On 3/11/26 4:01 PM, Yanjun.Zhu wrote:

> Got it. The commit log explains how the netdev_notifier mechanism is

netdev notifiers are the NETDEV_UNREGISTER and friends. This dellink
handler is not related to that; this is an IB stack thing when the rxe
link is removed.

> used to clean up the related resources.
> 
> In the source code, additional comments have been added to explain how
> the dellink operation for rxe is triggered. For iWARP, this change
> should not make any difference because iWARP does not implement the
> dellink function.
> 
> The commit is shown below. Please take a look and share your comments.
> If you agree, I will send out the latest commits out very soon.
> 
> From c05038dcdf69c5985837736a8926ba76d9f3e8e4 Mon Sep 17 00:00:00 2001
> From: Zhu Yanjun <[email protected]>
> Date: Fri, 23 Sep 2022 16:52:45 +0000
> Subject: [PATCH 1/1] RDMA/nldev: Add dellink function pointer
> 
> The newlink function pointer was previously added to support
> dynamic RDMA link creation.

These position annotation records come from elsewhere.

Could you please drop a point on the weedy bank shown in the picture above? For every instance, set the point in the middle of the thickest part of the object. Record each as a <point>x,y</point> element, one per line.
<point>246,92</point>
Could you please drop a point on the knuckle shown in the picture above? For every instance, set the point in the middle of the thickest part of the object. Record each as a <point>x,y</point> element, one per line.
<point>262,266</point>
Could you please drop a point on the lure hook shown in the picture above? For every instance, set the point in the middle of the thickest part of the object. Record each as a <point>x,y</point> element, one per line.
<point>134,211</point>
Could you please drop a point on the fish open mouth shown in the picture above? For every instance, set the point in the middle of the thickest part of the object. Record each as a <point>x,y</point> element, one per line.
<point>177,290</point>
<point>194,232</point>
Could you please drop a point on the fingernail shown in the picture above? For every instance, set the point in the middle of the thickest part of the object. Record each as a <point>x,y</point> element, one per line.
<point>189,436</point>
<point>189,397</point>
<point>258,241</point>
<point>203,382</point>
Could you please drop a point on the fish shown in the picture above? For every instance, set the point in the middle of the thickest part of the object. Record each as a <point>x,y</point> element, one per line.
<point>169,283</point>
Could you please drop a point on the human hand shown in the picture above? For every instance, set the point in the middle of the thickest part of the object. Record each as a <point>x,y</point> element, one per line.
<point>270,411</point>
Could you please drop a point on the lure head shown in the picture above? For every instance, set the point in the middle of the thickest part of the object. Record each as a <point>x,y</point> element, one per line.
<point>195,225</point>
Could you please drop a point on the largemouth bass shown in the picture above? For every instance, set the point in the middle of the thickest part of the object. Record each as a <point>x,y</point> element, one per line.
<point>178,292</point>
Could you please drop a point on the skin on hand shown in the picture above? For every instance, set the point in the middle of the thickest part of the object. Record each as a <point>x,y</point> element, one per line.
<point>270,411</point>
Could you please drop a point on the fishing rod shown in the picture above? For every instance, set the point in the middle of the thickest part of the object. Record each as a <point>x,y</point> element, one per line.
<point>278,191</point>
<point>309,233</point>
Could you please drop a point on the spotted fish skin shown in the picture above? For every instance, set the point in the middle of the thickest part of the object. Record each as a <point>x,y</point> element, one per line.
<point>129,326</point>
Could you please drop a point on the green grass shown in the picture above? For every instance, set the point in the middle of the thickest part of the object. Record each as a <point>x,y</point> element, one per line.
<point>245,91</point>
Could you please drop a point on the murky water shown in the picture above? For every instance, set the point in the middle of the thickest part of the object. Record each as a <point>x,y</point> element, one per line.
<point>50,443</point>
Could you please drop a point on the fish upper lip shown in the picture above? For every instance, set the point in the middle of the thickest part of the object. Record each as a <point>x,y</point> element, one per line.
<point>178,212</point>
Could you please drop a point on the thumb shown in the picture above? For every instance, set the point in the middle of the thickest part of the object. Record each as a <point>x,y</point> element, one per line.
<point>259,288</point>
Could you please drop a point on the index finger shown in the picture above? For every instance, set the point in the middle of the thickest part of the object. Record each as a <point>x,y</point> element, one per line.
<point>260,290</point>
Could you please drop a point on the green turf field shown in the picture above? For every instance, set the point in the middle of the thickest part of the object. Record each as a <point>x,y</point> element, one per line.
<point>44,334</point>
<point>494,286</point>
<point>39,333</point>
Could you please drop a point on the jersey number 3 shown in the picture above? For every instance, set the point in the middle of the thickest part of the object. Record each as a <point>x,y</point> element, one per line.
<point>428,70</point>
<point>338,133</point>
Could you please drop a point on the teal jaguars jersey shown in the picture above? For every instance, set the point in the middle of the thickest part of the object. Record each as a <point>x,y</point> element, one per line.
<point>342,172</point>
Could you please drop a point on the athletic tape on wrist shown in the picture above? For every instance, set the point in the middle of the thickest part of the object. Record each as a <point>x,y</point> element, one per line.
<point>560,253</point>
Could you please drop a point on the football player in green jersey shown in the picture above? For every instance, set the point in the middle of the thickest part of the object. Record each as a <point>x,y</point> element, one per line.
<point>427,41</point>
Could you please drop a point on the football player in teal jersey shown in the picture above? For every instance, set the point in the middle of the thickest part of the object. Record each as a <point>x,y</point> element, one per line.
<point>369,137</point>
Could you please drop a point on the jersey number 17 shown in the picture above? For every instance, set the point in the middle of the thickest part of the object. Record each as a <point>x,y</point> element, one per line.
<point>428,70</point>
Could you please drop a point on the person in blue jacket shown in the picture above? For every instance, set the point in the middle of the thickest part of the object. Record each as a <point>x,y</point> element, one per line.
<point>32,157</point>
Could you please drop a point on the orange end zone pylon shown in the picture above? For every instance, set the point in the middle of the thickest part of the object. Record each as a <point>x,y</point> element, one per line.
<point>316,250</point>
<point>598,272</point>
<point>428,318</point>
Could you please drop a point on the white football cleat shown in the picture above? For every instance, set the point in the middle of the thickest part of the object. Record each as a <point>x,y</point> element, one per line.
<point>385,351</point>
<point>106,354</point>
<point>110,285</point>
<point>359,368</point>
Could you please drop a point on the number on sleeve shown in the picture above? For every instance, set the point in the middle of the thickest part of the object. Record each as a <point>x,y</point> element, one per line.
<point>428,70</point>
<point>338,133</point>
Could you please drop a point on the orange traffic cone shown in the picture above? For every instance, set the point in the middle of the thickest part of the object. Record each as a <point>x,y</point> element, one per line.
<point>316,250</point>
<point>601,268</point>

In the RXE driver, this path creates
> a transport socket listening on port 4791. Consequently, a dellink
> function pointer is required to ensure these sockets are properly
> closed when a user administratively removes a link via rdma link
> delete <dev>.
> 
> Furthermore, RXE does not rely solely on this nldev path for resource
> management. It also monitors the underlying net_device state via a
> registered netdev_notifier. The rxe_net_event callback serves as a
> fallback mechanism to ensure that transport sockets are forcibly closed
> and all resources are released even if dellink is not explicitly called
> (e.g., if the parent NIC interface is removed or the driver is forcefully
> unloaded).

IMHO, this explanation belongs in the patch that implements dellink for rxe.

This patch adds the handler to allow link implementations to cleanup any
resources created by newklink as needed.